Telemedicine boost barely improved rural mental health access

Fri 6 March 2026
Telemedicine
News

The rapid expansion of telemedicine during the COVID-19 pandemic significantly changed how mental health care is delivered. However, new research suggests that the shift to virtual consultations has done little to improve access to care for patients in rural and underserved communities.

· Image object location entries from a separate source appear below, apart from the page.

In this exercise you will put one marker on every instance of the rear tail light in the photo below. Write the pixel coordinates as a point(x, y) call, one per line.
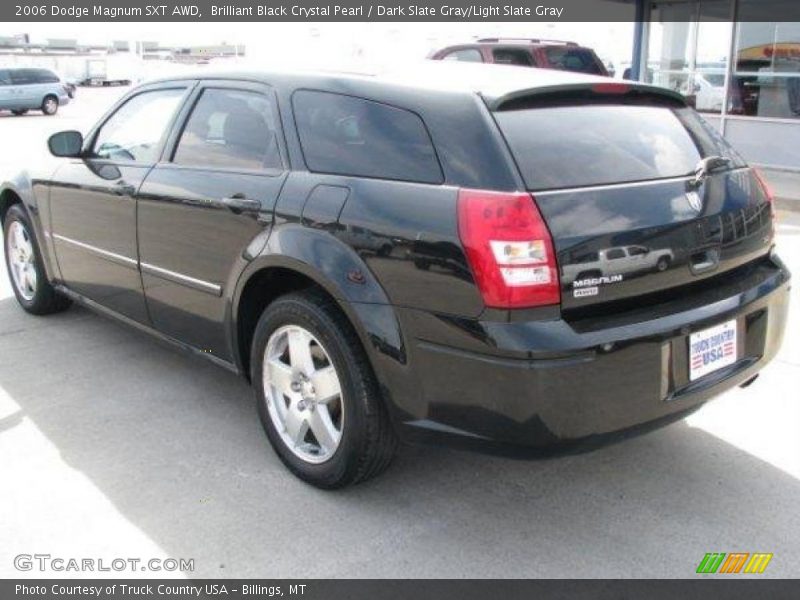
point(766, 189)
point(509, 249)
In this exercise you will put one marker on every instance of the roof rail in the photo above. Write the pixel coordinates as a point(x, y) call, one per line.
point(530, 40)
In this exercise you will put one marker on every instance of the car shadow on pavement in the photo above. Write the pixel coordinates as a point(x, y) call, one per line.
point(174, 444)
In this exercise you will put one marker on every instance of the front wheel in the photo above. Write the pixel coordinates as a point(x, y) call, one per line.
point(25, 269)
point(50, 105)
point(317, 397)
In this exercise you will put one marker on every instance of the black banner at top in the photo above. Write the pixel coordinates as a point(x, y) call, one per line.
point(382, 10)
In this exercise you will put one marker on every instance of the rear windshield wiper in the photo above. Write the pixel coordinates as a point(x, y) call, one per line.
point(707, 166)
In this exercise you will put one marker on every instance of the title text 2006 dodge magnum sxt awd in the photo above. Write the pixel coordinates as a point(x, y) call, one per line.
point(502, 256)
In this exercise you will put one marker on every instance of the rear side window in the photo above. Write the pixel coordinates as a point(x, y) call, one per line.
point(230, 129)
point(44, 76)
point(512, 56)
point(353, 136)
point(22, 77)
point(464, 55)
point(596, 144)
point(573, 59)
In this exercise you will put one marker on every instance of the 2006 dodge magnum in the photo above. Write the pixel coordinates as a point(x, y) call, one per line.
point(482, 254)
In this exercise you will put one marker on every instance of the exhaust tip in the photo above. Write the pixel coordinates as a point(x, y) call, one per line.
point(750, 381)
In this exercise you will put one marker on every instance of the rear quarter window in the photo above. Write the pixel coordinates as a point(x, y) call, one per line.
point(579, 60)
point(346, 135)
point(596, 144)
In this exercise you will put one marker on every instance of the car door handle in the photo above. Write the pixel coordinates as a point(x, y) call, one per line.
point(240, 203)
point(123, 188)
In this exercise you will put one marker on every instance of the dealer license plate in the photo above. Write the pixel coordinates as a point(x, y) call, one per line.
point(712, 349)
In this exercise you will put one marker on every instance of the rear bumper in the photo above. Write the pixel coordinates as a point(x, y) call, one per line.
point(543, 383)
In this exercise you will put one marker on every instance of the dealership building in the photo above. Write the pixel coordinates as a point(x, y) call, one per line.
point(743, 74)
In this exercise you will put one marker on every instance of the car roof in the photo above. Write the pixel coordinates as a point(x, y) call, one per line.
point(494, 83)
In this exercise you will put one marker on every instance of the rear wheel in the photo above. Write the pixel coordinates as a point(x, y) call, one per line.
point(50, 105)
point(317, 397)
point(25, 269)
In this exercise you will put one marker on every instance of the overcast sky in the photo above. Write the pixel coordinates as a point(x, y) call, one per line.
point(379, 42)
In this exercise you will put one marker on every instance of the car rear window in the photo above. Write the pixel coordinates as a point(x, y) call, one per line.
point(573, 59)
point(346, 135)
point(596, 144)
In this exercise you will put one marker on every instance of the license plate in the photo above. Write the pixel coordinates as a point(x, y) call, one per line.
point(712, 349)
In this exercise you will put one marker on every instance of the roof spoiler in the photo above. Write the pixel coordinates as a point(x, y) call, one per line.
point(600, 88)
point(527, 40)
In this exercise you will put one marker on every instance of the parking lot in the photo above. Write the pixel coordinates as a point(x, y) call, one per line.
point(112, 445)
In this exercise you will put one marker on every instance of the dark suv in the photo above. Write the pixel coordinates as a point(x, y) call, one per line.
point(399, 256)
point(524, 52)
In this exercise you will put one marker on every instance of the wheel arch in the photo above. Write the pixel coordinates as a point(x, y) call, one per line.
point(360, 299)
point(8, 197)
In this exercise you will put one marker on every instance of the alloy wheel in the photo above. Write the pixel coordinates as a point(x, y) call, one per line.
point(22, 260)
point(303, 394)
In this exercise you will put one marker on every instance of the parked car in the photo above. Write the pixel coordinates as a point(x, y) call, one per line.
point(217, 213)
point(621, 260)
point(23, 89)
point(524, 52)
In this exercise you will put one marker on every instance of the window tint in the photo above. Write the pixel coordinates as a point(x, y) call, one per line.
point(22, 76)
point(44, 76)
point(353, 136)
point(230, 129)
point(511, 56)
point(465, 55)
point(573, 59)
point(594, 144)
point(133, 132)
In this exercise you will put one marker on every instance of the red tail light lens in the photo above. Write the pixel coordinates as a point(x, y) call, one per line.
point(767, 190)
point(509, 249)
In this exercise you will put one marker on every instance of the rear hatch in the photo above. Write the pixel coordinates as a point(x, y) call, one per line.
point(614, 171)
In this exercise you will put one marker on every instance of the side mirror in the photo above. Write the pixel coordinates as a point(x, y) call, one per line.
point(66, 144)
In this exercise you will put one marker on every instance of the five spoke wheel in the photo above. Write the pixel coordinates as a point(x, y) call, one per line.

Researchers from the Brown University School of Public Health, Harvard Medical School and McLean Hospital analysed nationwide Medicare billing data to examine whether increased telemedicine use allowed psychiatrists, psychologists and therapists to reach more patients in areas with historically limited access to mental health services. Their findings, published in JAMA Network Open, show that while telemedicine adoption increased sharply, the impact on rural access was minimal.

Marginal increases in rural care

The research team analysed Medicare billing records from 2018 to 2023 covering 17,742 mental health specialists across the United States. Providers were grouped based on the extent to which they used telemedicine to deliver care.

The results showed only small differences between specialists who frequently used telemedicine and those who relied on it less. Providers with the highest telemedicine use treated just 0.9 percentage points more patients from rural areas and only 0.1 percentage points more patients from areas with limited access to mental health professionals. They also saw 2.6 percentage points more patients living at least 20 miles from the provider.

“We had thought the dramatic shift from in-person care to telemedicine among mental health specialists would lead to them caring for substantially more patients in rural communities,” said study author Drew Wilcock, a lead research scientist at Brown’s School of Public Health. “Unfortunately, we just don't see it.”

Fewer new patients

According to the researchers, the modest increase largely reflects existing patients who relocated farther from their providers but continued treatment through telemedicine.

The study also identified an unexpected side effect. Mental health specialists who used telemedicine more frequently treated 3.6 percentage points fewer new patients overall. This suggests that virtual care may help providers maintain ongoing relationships with existing patients, but at the same time may limit their capacity to take on new patients.

Policy barriers remain

The researchers argue that regulatory barriers continue to limit telemedicine’s ability to improve access to care, particularly in rural areas. One key obstacle is the complexity of obtaining licenses to practice across multiple states.

“Currently, it is too administratively burdensome for a mental health physicians to get a license in many states,” said lead author Jacob Jorem of Harvard Medical School. “By changing how states license clinicians and making it easier for them to practice across state lines, this could help specialists reach more patients in rural communities.”

Telemedicine’s potential still significant

Despite the modest impact observed in the study, the researchers stress that telemedicine still holds promise for improving access to care.

“The potential of telemedicine can't be ignored,” said study author Ateev Mehrotra, professor of health services, policy and practice at Brown. “But simply offering telemedicine will not address the barriers that many rural patients face in obtaining mental health care. For telemedicine's potential to be reached, we need policy interventions to address those barriers. Improving how we license physicians is a critical first step.”

The findings highlight that technology alone is unlikely to solve structural access problems in healthcare without accompanying policy reforms.